22 Şubat 2012 Çarşamba

Sonsuz mutluluk mu? Sonsuz pişmanlık mı?

Bu dünyadan ahirete götürülecek tek şey Allah rızası için yapılmış olan salih amel ve ibadetlerdir. Müminin asıl hedefi de sadece ahirettir. İnsan dünya hayatında kendisine Rabbimiz tarafından sunulan nimetlerle denendiği için bunlardan faydalanırken de Allah rızasını gözetir.

Mümin ahiretteki sonsuz cennet hayatını hedefler. Tüm hayatı Allah'ın rızasını ve bu büyük "kurtuluş ve mutluluk"u elde etmek üzerine kuruludur. Müminler için en büyük mutluluk dünya hayatında yaptıklarına karşılık Yüce Allah'ın rızası kazanmış olmaktır.

İnkar edenler, "az bir yararlanma"dan (Al-i İmran Suresi, 197) başka bir şey olmayan dünyayı elde etmek için ellerinden gelenin "en çoğunu" yaparlar. Fakat bu sonu hüsranla bitecek olan bir oyalanmadır.

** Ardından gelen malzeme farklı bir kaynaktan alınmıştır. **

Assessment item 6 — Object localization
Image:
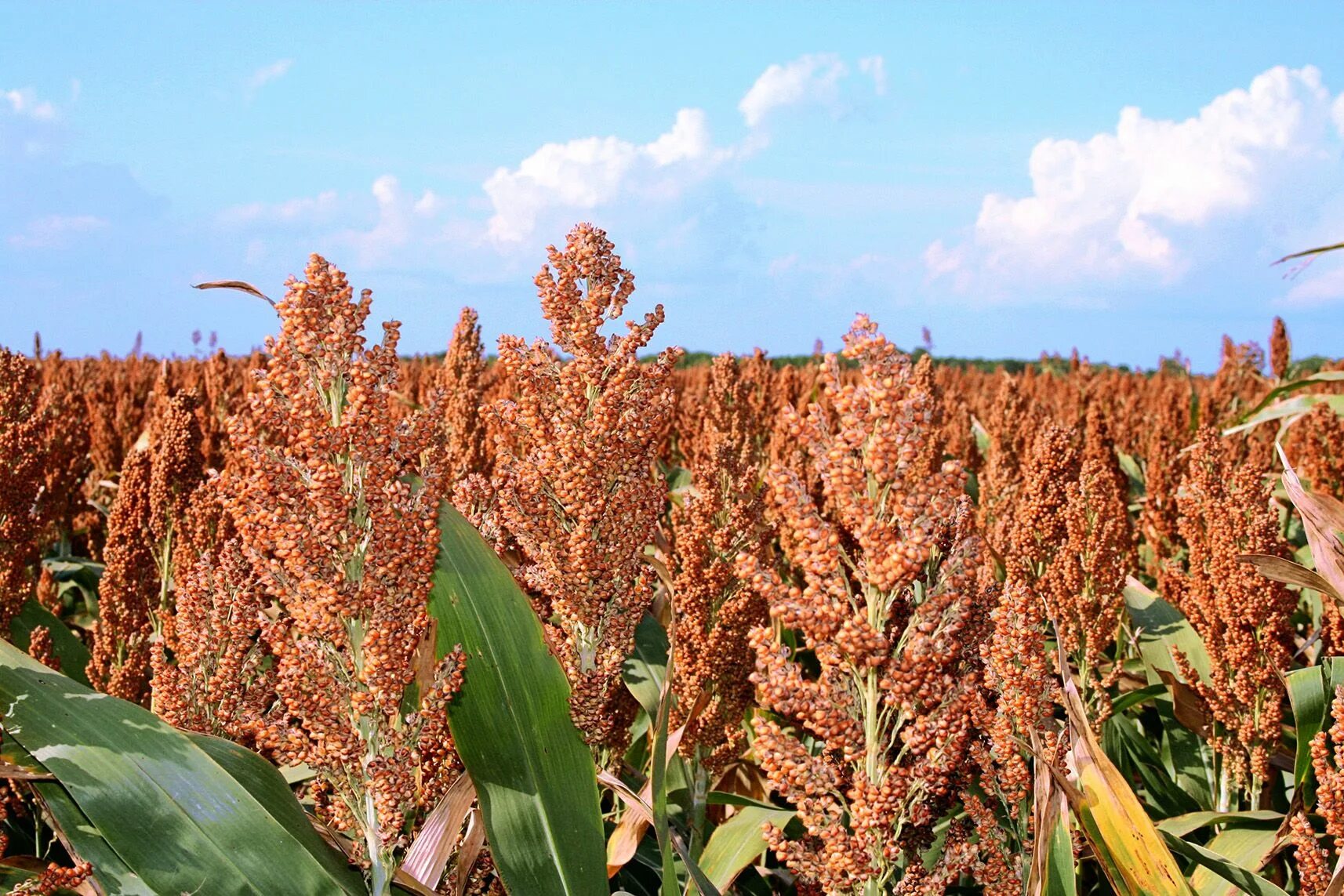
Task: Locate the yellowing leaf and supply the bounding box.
[1064,669,1193,896]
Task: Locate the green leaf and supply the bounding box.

Cehennem, insanın hayal gücünün alamayacağı kadar büyük acıların yaşanacağı bir yerdir. İnkarcıların şiddetle bağlandıkları bu dünya ise büyük bir aldanıştan ibarettir. Dünya kıyametle birlikte yok olacaktır, ama cehennem hep var olacaktır.

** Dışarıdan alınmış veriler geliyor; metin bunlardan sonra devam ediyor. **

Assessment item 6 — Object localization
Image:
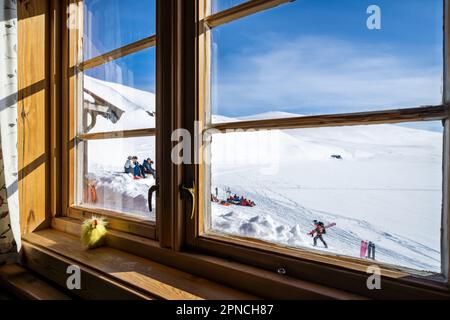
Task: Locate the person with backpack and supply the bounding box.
[146,158,156,179]
[123,156,134,174]
[309,220,328,248]
[133,156,145,179]
[367,241,375,260]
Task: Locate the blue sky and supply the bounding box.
[85,0,443,130]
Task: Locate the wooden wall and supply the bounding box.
[17,0,50,233]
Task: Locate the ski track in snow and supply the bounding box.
[86,78,442,272]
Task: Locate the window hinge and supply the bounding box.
[180,182,195,220]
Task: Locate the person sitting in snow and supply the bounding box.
[123,156,134,174]
[146,158,156,179]
[309,220,328,248]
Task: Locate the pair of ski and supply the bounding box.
[308,222,336,236]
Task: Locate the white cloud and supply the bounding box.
[213,37,442,114]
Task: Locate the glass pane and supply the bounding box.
[210,0,248,13]
[78,137,156,220]
[83,0,156,60]
[82,47,156,133]
[207,122,443,272]
[211,0,443,122]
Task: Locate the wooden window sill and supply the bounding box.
[0,264,72,300]
[23,217,364,300]
[23,229,256,300]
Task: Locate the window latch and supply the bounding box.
[148,184,159,212]
[180,182,195,219]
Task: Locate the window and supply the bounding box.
[193,0,448,275]
[67,0,158,229]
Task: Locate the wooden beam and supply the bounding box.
[17,0,51,234]
[0,264,72,300]
[203,0,293,28]
[79,35,156,71]
[24,229,256,300]
[66,206,156,239]
[22,239,154,300]
[207,105,449,131]
[79,128,156,140]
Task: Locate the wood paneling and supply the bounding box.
[22,241,150,300]
[24,230,255,300]
[209,105,449,131]
[79,35,156,71]
[18,0,50,233]
[49,218,363,299]
[79,128,156,140]
[204,0,292,28]
[0,264,71,300]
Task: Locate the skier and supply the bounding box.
[359,240,367,258]
[123,156,134,174]
[367,241,375,260]
[133,156,145,179]
[309,220,328,248]
[146,158,156,179]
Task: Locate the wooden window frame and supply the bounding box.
[50,0,450,298]
[59,0,161,240]
[184,0,450,298]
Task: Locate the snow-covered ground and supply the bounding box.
[211,116,442,272]
[81,77,442,272]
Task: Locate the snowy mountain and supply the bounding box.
[84,77,442,272]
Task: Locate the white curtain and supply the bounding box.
[0,0,20,265]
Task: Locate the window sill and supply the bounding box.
[23,229,256,300]
[23,217,364,300]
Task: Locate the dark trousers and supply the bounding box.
[367,242,375,260]
[314,234,328,248]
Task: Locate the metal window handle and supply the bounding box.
[181,183,195,219]
[148,184,159,212]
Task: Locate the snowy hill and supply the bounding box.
[85,77,442,272]
[212,117,442,271]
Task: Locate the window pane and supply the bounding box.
[210,0,248,13]
[82,47,156,133]
[83,0,156,60]
[78,137,156,220]
[211,0,443,121]
[207,122,443,272]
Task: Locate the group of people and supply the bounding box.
[360,240,375,260]
[227,194,256,207]
[211,188,256,207]
[124,156,156,179]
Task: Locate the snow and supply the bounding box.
[84,76,443,272]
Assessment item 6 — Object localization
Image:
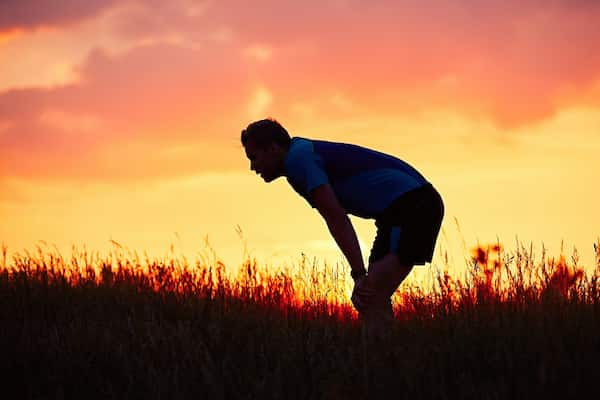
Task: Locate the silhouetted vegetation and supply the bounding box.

İman etmemiş olanlar için ölüm kesin bir yıkım ve felaketin başlangıcıdır. Hiç ölmeyecekmiş gibi yaşayarak Yüce Allah'ı unutanlar, ölüm geldiğinde pişmanlık duyacaklardır.

..."Kim Allah'ı bırakıp da şeytanı dost (veli) edinirse, kuşkusuz o, apaçık bir hüsrana uğramıştır." (Nisa Suresi, 119)

Kur'an ahlakına uymayan her insan -Allah'ın dilemesi dışında- kıyamet günü büyük bir pişmanlık yaşayacaktır. Böyle büyük bir pişmanlık yaşamamak için insan şeytanın kendisini bu geçici dünya hayatı ile aldatıp oyalamasına izin vermemelidir.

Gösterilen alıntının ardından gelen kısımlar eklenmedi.